Ash Wednesday: Beauty for ashes26 Feb 2020, by Doctrines in
Ash Wednesday: Beauty for ashes
It is Ash Wednesday and the beginning of Lenten season again, and it is an amazing reality that the season begins in ashes but ends in glory. Signed with ashes is certainly not a condemnation to ashes but a call to stand on the divine promise to give beauty for Ashes (Isaiah 61:3).
One may not be wrong to consider ashes as a waste product, for it is “the powdery residue left after the burning of a substance.” In the Catholic tradition of Ash Wednesday, the ash is the powdery residue of the once greenish and beautiful palms of Palm Sunday. Wearing this spiritual make-up makes us physically look stained as truly we are spiritual. However, it is a reminder and a call for internal purification.
As amazing as the divine promise of beauty for ashes sounds, its realization depends on the individual.
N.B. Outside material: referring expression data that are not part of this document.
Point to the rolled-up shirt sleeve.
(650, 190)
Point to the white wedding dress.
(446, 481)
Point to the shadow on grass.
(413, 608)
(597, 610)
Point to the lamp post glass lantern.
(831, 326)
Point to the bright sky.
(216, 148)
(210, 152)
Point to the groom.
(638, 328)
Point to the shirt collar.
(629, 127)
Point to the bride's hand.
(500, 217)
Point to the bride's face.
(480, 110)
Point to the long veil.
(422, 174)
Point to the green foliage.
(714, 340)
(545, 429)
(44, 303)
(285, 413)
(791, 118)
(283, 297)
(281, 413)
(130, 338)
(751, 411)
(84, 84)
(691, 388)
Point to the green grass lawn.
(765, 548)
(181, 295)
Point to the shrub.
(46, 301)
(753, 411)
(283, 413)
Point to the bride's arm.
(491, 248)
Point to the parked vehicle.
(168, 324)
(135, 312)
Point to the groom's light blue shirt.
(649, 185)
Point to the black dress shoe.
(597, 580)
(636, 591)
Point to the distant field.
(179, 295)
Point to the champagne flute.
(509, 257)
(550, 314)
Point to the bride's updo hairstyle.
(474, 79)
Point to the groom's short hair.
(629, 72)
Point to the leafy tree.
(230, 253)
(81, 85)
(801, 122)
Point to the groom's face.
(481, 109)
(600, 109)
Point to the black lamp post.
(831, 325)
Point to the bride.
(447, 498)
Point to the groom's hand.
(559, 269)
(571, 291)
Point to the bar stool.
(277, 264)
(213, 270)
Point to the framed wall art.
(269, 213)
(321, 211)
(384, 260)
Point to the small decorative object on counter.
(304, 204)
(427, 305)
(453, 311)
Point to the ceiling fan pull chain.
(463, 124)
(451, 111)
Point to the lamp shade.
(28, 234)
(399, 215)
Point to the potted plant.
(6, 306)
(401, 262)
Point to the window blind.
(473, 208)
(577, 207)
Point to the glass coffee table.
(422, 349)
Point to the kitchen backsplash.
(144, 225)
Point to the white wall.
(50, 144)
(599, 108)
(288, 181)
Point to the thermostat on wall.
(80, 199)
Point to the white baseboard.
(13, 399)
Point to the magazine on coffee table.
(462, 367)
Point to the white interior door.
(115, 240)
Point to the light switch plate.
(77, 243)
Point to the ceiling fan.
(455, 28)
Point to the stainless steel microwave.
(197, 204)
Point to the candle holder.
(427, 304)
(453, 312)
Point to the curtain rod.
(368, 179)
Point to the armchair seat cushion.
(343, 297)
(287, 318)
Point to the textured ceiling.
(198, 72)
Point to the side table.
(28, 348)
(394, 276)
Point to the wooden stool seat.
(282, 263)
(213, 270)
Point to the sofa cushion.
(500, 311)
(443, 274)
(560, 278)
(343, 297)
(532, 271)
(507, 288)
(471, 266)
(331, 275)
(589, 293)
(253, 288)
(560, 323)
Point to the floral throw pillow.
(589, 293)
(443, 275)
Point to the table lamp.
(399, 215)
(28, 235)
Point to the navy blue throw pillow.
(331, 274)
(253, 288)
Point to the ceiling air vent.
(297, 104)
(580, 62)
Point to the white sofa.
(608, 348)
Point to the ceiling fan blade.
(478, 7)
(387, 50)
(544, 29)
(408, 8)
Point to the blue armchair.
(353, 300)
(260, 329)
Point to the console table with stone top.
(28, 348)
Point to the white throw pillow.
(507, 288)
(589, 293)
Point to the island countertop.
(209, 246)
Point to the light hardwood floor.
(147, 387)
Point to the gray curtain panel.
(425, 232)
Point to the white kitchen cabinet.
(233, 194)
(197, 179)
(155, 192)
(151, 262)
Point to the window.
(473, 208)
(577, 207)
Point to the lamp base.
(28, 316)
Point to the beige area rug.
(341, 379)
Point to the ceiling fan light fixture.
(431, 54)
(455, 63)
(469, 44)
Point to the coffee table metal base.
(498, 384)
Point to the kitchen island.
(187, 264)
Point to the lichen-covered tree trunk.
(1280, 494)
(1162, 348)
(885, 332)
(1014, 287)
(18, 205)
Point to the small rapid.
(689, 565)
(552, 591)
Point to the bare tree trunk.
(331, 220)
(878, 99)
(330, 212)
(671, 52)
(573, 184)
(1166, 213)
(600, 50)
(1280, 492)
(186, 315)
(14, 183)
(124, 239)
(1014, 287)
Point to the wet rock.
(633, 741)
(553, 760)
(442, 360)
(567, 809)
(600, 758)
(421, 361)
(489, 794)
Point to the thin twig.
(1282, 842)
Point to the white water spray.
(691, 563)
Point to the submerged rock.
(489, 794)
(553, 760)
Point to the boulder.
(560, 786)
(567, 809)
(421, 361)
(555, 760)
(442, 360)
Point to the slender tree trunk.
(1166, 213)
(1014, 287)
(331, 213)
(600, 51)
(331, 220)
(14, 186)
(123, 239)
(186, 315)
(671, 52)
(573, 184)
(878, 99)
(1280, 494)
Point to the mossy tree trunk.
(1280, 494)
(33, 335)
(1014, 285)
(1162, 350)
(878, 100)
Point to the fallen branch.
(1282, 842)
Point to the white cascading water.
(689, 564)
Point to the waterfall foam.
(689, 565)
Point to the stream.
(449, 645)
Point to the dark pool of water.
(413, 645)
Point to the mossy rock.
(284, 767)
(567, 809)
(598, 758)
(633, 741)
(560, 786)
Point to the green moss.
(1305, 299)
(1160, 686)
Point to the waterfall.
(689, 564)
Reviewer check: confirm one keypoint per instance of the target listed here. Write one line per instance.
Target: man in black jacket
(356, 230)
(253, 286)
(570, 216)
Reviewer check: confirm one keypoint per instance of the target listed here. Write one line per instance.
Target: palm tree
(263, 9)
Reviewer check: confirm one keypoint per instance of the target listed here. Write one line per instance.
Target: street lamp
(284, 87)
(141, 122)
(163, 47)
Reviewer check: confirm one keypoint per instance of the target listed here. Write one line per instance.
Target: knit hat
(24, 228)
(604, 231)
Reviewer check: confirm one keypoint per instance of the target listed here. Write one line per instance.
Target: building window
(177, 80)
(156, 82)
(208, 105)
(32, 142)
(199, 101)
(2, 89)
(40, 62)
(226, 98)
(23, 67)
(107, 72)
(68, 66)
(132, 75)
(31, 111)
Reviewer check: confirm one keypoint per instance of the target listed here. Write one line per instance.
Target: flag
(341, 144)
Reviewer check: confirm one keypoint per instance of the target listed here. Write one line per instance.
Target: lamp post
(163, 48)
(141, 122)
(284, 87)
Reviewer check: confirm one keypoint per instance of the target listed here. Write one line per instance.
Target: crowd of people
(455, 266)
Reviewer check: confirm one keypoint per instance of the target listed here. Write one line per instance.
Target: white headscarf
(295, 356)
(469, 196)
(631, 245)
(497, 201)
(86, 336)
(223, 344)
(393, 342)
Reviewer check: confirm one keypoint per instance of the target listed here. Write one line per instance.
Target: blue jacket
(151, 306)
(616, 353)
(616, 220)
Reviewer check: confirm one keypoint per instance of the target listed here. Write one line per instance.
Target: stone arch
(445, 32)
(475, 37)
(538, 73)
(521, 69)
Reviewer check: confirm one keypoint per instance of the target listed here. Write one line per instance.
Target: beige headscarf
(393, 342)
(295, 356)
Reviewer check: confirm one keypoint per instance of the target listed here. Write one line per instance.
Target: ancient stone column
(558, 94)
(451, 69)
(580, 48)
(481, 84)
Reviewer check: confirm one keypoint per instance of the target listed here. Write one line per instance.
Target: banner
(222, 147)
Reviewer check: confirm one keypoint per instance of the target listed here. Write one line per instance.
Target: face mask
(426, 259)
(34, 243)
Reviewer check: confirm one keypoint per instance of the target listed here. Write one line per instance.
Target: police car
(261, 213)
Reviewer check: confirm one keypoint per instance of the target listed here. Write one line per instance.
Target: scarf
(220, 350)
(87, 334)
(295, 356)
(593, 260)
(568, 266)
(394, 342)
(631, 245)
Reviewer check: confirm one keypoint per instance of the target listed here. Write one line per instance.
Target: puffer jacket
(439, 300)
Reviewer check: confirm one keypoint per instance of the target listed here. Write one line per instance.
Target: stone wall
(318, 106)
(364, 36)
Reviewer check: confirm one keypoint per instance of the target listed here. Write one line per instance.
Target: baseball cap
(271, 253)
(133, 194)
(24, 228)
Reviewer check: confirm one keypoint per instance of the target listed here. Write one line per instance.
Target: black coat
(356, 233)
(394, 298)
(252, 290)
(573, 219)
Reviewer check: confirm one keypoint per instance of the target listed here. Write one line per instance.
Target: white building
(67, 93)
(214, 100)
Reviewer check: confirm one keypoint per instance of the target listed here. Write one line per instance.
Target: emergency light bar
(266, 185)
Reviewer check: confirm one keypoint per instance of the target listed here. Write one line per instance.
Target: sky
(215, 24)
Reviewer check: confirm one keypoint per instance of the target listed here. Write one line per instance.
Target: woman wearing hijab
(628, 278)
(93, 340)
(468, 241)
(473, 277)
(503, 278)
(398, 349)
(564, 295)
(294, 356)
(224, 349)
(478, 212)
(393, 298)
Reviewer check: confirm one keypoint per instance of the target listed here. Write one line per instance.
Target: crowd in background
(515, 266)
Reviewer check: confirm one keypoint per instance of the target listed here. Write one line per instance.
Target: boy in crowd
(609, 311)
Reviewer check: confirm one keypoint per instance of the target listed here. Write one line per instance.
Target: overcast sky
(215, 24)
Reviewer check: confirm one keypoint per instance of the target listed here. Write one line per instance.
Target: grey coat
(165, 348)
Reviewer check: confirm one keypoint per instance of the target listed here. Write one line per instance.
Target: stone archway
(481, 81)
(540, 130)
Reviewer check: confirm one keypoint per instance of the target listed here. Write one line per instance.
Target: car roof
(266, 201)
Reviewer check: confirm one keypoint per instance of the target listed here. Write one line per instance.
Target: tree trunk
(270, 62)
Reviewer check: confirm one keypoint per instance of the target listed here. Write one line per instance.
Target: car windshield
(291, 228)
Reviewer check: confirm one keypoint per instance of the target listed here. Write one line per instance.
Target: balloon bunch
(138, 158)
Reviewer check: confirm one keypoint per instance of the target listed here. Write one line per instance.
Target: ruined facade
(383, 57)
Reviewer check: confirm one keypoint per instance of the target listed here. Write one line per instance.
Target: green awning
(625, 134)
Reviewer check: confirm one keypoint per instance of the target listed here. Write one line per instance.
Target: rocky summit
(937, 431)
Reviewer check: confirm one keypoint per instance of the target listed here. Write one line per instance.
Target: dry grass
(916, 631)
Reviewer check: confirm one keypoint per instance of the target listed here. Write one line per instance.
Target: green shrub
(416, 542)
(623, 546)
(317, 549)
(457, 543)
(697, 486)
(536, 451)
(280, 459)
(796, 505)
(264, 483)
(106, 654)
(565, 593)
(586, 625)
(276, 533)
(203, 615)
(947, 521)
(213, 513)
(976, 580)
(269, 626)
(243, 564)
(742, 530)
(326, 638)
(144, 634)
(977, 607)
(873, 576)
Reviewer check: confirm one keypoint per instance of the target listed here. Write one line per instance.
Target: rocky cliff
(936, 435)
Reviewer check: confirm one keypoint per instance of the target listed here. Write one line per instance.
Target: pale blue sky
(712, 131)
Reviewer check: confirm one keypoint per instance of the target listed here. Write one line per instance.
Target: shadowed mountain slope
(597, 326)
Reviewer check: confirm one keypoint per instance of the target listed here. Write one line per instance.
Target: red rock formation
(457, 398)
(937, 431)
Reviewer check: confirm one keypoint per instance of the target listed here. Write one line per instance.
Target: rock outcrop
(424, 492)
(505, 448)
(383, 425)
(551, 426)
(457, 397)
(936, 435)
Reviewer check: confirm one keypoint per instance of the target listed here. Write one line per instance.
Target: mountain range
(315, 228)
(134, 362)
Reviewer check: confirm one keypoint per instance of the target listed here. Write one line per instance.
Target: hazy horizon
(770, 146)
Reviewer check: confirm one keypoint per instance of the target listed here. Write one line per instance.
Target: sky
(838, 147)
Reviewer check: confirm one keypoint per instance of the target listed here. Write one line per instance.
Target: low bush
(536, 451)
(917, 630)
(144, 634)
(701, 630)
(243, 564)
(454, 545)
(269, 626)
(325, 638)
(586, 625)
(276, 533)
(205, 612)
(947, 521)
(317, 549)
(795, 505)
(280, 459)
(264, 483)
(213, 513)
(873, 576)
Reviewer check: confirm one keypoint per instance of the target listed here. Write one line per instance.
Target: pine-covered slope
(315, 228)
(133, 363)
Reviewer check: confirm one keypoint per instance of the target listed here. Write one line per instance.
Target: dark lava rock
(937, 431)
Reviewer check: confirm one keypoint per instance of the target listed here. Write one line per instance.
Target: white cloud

The substitution plan connected to this promise requires no cold shoulder; it is activated by the intentional presentation of ashes.
We must look beyond the ashes on foreheads to see how sin has made us ashes, remnants of destruction. The ashes, our spiritually disfigured nature, is what God wants to substitute for beauty. It is a promise of recreation and restoration in Christ.
The Lenten call to repentance is a call to respond to God’s unconditional love. He loves us for no other reason than the fact that we are his children. “Indeed, God did not send his Son into the world to condemn the world, but in other that the world might be saved through him” Jn. 3:17. The ash on the forehead is a mark of our brokenness and a form of an invitation to gather the ashes of our lives for God to substitute for beauty. The broken hearts, the dysfunctional homes and families, and all our broken relationships with man and God forms these ashes. Bring these ashes to God this Lent; it is his promise to substitute them for beauty.